Wie soll das denn sonst finanziert werden? Hast Du einen Vorschlag?

@ralfhersel @gnulinux

@ralfhersel @ddeimeke @gnulinux Weiss ich nicht, vielleicht per Steuern, also bei den oeffentlich-rechtlichen insbesondere? Mal einfacher erklaert: Wenn ich Inhalte niedriger Qualtaet abliefere - und ich meine jetzt nicht Video- oder Tonqualitaet, die ist heutzutage perfektioniert (siehe Full-HD/4k/8k, Surround 7.1 usw. wie das gespeichert und auch verarbeitet werden soll, ist eine andere Frage) - dann muss ich mich nicht wundern, dass ein Grossteil meiner Audience wegbleibt. Gut, Menschen haben immer unterschiedlichen Geschmack, somit kann auch niemals allen es richtig machen, es wird immer einen geben, der noergelt.

Ich kann es ja auch aus Sicht der Speicherung verstehen, Festplatten/SSDs und RAM (Datenbanken laden schneller, wenn mehr gecacht wird) haben nunmal eine begrenzte Kapazitaet, ist mir klar. Und das muss auch wo bezahlt werden. Aber das auf den Kunden abwaelzen? Auch ich muss zusehen, und ich verdiene 0 EUR hiermit, dass ich meine Instanzen bereinigt bekomme, also aeltere Beitraege loeschen lasse (automatisiert, nach festlegbaren Regeln), da sonst einfach die Datenbank volllaeuft.

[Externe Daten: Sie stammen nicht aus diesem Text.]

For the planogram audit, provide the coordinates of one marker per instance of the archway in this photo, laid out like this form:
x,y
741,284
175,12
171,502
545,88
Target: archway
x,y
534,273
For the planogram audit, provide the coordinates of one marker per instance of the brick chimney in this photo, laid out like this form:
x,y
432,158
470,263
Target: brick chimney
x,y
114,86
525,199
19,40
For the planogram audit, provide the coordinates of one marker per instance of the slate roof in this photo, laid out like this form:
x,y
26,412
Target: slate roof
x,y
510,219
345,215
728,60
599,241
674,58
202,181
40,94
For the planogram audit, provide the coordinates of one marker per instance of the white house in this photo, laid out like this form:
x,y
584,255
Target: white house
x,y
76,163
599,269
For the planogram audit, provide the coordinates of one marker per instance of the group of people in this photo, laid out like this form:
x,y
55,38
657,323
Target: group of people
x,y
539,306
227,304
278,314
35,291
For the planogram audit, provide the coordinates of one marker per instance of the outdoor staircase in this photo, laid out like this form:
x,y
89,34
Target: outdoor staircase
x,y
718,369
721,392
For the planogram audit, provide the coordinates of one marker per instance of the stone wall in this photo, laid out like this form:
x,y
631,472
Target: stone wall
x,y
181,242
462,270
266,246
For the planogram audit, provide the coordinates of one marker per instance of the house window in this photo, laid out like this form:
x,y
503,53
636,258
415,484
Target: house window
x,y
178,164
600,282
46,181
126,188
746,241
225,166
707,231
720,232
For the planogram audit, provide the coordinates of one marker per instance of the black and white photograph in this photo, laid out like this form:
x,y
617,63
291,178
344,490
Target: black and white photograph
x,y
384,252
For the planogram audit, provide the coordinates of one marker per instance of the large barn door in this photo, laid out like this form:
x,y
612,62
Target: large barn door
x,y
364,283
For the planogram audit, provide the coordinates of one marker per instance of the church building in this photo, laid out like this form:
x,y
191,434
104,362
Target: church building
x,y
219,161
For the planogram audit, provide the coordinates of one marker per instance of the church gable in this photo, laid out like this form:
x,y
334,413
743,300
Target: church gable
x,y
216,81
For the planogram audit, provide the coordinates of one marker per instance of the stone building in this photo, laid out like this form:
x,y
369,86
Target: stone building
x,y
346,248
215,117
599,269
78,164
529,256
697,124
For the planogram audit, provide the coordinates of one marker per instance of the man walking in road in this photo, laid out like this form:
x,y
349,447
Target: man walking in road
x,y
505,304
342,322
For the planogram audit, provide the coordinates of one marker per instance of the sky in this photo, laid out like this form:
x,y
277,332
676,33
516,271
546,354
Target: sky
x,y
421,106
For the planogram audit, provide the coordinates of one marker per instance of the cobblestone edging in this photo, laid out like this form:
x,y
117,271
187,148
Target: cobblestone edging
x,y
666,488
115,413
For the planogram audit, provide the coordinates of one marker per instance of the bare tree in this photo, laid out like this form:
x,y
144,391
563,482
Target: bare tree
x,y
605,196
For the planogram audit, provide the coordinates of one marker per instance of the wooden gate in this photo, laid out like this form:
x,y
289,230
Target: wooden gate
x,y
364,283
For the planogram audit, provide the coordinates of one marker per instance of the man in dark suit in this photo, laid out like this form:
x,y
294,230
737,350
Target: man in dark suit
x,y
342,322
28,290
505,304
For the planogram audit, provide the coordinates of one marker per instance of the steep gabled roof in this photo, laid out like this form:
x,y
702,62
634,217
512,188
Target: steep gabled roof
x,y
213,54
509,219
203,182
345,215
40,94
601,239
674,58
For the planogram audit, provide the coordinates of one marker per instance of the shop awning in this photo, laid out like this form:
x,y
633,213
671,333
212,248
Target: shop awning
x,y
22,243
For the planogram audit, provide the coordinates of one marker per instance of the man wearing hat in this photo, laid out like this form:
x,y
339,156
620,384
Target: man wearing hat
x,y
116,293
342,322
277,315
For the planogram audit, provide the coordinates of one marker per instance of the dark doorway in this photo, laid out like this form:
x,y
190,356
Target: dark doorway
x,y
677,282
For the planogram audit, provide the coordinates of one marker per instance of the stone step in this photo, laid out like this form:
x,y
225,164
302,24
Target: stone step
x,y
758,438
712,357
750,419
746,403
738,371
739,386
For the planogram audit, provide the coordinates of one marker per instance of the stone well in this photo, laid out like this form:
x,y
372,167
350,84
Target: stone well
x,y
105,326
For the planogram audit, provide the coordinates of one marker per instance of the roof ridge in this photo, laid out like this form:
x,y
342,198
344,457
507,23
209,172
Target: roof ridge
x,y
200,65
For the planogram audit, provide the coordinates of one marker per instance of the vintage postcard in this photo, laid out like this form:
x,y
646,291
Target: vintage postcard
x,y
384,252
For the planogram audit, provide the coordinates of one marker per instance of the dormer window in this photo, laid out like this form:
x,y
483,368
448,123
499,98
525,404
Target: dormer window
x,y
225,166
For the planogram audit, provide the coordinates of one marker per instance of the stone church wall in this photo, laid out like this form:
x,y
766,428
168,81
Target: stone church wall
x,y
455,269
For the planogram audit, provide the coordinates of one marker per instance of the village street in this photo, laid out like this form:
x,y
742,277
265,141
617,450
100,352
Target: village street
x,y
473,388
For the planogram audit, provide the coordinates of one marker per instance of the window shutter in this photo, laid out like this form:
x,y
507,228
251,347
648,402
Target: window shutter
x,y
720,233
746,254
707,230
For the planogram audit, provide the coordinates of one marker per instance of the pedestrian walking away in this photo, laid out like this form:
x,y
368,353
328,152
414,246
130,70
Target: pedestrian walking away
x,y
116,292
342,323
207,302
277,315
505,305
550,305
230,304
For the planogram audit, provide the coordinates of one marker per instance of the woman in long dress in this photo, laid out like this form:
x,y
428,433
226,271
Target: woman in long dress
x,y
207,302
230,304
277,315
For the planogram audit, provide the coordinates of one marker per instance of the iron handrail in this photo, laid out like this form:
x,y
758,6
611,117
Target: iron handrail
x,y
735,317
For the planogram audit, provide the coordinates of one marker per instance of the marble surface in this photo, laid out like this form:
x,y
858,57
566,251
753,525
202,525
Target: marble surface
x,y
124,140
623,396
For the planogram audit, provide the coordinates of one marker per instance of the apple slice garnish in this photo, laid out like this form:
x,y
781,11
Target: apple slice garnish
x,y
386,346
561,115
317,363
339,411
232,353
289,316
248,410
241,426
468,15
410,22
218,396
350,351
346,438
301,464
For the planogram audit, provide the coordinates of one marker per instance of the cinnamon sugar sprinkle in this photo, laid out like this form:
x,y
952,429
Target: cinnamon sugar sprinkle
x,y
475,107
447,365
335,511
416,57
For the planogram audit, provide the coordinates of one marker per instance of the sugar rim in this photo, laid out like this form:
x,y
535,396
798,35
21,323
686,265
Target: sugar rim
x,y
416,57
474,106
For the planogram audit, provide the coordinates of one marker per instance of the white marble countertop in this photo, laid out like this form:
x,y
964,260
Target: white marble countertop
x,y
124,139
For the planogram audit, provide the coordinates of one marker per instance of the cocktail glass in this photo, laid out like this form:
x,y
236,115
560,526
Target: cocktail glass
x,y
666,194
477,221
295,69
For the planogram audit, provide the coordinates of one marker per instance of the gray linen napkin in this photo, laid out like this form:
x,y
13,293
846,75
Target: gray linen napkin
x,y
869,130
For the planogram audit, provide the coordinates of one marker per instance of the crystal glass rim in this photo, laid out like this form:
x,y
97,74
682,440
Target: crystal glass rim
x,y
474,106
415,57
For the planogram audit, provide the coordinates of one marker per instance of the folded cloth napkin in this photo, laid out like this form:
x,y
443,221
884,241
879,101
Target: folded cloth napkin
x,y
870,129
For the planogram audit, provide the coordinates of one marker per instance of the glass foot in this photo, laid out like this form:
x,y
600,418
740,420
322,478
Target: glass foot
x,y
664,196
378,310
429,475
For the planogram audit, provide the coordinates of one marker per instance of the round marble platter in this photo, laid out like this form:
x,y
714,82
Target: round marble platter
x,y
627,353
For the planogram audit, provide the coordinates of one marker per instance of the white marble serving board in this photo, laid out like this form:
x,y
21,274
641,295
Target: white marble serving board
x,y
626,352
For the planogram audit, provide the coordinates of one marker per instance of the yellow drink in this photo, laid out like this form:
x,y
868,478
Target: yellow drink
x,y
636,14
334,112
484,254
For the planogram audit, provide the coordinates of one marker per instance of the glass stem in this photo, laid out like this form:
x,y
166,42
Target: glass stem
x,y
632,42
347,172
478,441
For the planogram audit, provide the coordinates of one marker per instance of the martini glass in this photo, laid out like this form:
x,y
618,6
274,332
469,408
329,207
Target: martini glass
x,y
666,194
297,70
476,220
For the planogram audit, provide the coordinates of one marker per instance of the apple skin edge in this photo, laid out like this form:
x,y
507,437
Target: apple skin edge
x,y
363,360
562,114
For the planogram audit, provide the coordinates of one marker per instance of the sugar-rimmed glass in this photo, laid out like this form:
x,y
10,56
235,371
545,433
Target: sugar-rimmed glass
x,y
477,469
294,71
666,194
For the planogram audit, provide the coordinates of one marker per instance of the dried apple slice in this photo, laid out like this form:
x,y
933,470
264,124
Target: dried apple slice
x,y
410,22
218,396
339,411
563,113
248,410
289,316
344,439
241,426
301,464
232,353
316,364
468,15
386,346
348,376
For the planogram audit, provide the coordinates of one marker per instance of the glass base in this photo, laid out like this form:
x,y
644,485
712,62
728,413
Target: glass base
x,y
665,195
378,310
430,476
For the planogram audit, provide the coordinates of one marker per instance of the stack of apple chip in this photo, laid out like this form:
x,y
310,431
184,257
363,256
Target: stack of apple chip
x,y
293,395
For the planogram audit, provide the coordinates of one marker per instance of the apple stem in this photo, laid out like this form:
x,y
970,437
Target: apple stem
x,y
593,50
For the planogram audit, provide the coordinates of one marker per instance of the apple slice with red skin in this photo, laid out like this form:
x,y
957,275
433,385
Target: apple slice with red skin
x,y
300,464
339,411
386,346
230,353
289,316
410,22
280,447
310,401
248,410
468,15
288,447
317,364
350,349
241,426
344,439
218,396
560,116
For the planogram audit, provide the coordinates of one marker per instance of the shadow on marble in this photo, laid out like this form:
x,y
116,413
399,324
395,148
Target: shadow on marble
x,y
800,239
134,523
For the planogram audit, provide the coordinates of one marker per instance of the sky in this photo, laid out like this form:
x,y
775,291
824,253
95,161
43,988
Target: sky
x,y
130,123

Oder mit Werbung finanzieren? Ne, da hast du schon vor 10 Jahren nichts mehr richtig verdient (siehe Affiliate-Netzwerke usw.), das sind 0,0001 Cent (ja, nicht EUR) pro Einblendung oder gar nur Klick, die du bekommst (muss kein echter Wert sein, nur zur Vorstellung wie knapp das bemessen ist). Viele Menschen haben Adblocker installiert, weil die Werbung einfach zu viel geworden ist.

Ich weiss nicht, was hier die ultimative Loesung ist, das "Vergessen" (bereinigen eher, also DELETE LOW_PRIORITY FROM `foo` WHERE `bla` und nicht UPDATE `foo` SET `deleted`=1 WHERE `deleted`=0 AND `bla`) koennte ein Baustein sein.

@roland

Du hast meine Frage falsch verstanden.

Jemand, der Arbeit leistet, sollte dafür auch entlohnt werden, es sei denn es ist etwas ehrenamtliches.

Wo soll das Geld herkommen? Vom Verlag, ok. Und, wo soll der Verlag Geld herbekommen, um den Journalisten zu entlohnen?

@ralfhersel @gnulinux

@ddeimeke @roland eine Art Spotify für Print würde ich sehr begrüßen. Das würde die Attraktivität immens steigern.

Das aktuell jeder Verlag alleine Abonnenten sucht sorgt schlussendlich nur für eine Abnahme des Angebots da sich kleine Verlage so kaum behaupten können.